Wenngleich Aue diese Mittel noch deutlich extremer und konsequenter nutzen und so noch mehr Torgefahr kreieren hätte können, gelang ihnen das zumindest vereinzelt. Insbesondere im Konterspiel (auch bedingt durch Dynamos schwaches Aufbauspiel und teils ungenügend intensives Gegenpressing und Rückzugsverhalten) standen sie in Gleichzahl gegen Dynamos Restverteidigung. Diese konnte lange Bälle auf Owusu nicht immer erfolgreich wegverteidigen (Knipping!) und musste dann bei Aues dynamischen Steil-Klatsch-Spiel immer wieder in ungewohnte Räume gegen schnelle und dribbelstarke Spieler (Sollbauer gegen Kühn). Schon so verlor man viel Zeit mit Ball und musste weite Wege gehen, kassierte ab und an auch eine Torchance. Ein stärkerer Gegner hätte das wahrscheinlich noch für noch mehr Torgefahr ausgenutzt.
Verbesserungsvorschläge und die zweite Hälfte
Abgesehen davon prägte vor allem das unpassende Dresdner Positionsspiel die Partie, es passte auf allen Positionen überhaupt nicht zusammen. Zudem wurden diese Unsauberkeiten durch taktische (Andribbeln) und technische (Ballverarbeitung) Individualprobleme signifikant verstärkt.

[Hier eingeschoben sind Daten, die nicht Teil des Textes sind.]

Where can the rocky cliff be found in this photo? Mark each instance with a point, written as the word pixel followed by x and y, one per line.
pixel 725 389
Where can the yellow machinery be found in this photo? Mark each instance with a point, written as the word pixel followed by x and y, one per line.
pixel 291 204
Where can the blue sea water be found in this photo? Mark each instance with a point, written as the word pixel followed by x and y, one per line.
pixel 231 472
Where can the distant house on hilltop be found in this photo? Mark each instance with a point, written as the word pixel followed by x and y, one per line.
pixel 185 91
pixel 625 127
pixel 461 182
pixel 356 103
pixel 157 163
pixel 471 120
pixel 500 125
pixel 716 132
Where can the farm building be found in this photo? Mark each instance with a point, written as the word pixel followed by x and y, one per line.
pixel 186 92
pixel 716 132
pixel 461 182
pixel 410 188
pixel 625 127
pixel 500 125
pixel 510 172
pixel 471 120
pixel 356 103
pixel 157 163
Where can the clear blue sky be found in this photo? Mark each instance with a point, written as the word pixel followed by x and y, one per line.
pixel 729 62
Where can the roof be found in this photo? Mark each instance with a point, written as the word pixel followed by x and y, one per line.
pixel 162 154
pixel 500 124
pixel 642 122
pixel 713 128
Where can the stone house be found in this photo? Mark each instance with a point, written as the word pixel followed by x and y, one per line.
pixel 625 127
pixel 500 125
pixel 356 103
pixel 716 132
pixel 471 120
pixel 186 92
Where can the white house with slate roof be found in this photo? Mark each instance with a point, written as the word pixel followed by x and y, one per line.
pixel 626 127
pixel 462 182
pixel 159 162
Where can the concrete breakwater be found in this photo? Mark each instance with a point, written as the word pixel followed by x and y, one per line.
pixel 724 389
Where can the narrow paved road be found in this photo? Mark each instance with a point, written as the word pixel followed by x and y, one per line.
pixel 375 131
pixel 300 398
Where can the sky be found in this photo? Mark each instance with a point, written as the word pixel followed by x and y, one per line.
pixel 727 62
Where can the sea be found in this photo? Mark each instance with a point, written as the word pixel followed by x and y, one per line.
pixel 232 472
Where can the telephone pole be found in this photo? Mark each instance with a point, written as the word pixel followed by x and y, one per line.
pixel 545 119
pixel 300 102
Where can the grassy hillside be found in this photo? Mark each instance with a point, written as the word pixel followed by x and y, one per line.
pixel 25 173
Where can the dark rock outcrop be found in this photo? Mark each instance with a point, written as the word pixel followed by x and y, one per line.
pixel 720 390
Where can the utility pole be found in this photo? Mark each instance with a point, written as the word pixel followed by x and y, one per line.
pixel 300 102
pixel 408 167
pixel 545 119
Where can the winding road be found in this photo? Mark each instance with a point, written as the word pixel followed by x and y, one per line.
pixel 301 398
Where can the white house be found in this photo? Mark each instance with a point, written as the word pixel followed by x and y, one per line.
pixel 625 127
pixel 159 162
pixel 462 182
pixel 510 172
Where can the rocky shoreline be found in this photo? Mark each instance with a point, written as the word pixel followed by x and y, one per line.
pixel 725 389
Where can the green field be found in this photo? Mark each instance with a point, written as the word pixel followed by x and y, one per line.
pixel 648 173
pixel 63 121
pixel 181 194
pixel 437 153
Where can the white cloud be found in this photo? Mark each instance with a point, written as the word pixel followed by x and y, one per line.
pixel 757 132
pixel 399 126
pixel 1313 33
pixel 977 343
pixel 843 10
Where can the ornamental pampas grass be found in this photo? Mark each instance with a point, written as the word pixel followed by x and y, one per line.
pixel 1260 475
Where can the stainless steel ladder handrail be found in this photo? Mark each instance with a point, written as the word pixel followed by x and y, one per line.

Neben letzterem, was in seiner Bedeutung nicht zu unterschätzen ist, wären gesamttaktisch schlichtweg andere Staffelungen klug gewesen. Egal ob 433, 3421 oder 316 – man hätte vor allem mit höheren Flügelverteidigern oder richtigen Flügelstürmern mehr Breite ins eigene Spiel bringen (so kamen Giorbelidze und Diawusie immer weit entgegen. konnten leicht kontrolliert werden und das Spiel nicht dynamisch nach vorn fortsetzen) und die Halbräume besser besetzen und bespielen müssen, letzteres zudem und gerade mit passenderen, technisch stärkeren Spielertypen (Weihrauch statt Daferner).
Dahingehend hätte ich mir spätestens eine Umstellung in der zweiten Halbzeit gewünscht. Doch Dynamo spielte über die gesamte Spielzeit denselben Stiefel mit viel tiefer Zirkulation, wenig erfolgsversprechenden langen Bällen und vielen Stückwerkaktionen – und hätte damit wohl auch noch weitere 90 Minuten kein Tor geschossen. Dabei machten auch die Einwechslungen keinen signifikanten Unterschied. Ein passendes Beispiel ist Pana Vlachodimos, der entgegen seinen Stärken nicht auf der Außenlinie sondern als zweiter Stürmer im Halbraum agieren musste und seine Dynamik so nur selten ausspielen konnte. Zwar gelangen ihm und Daferner zum Ende des Spiels vereinzelt einige gute Besetzungen des linken Halbraums mit Fortsetzung über Giorbelidze, doch das lag zu einem großen Prozentsatz auch an den müder werdenden und damit weniger kompakt verschiebenden Auern. Zu signifikanter Torgefahr reichte das zudem in den einseitigen Anschlussaktionen mit vielen unsauberen Abläufen und Entscheidungen ebenfalls nicht.
Fazit
Somit verliert die SGD letztlich verdient. Hauptgrund dafür ist: Obwohl der Gegner ebenso strategisch einseitig und individuell limitiert agiert, liegt der Unterschied in der allgemeinen Herangehensweise. Während die Auer klar wissen und umsetzen, was sie wollen, fehlt Dynamo über 90 Minuten ein sinnvoller Plan, der zu Spiel(verlauf) und Gegner passt und dazu auch noch passend umgesetzt wird.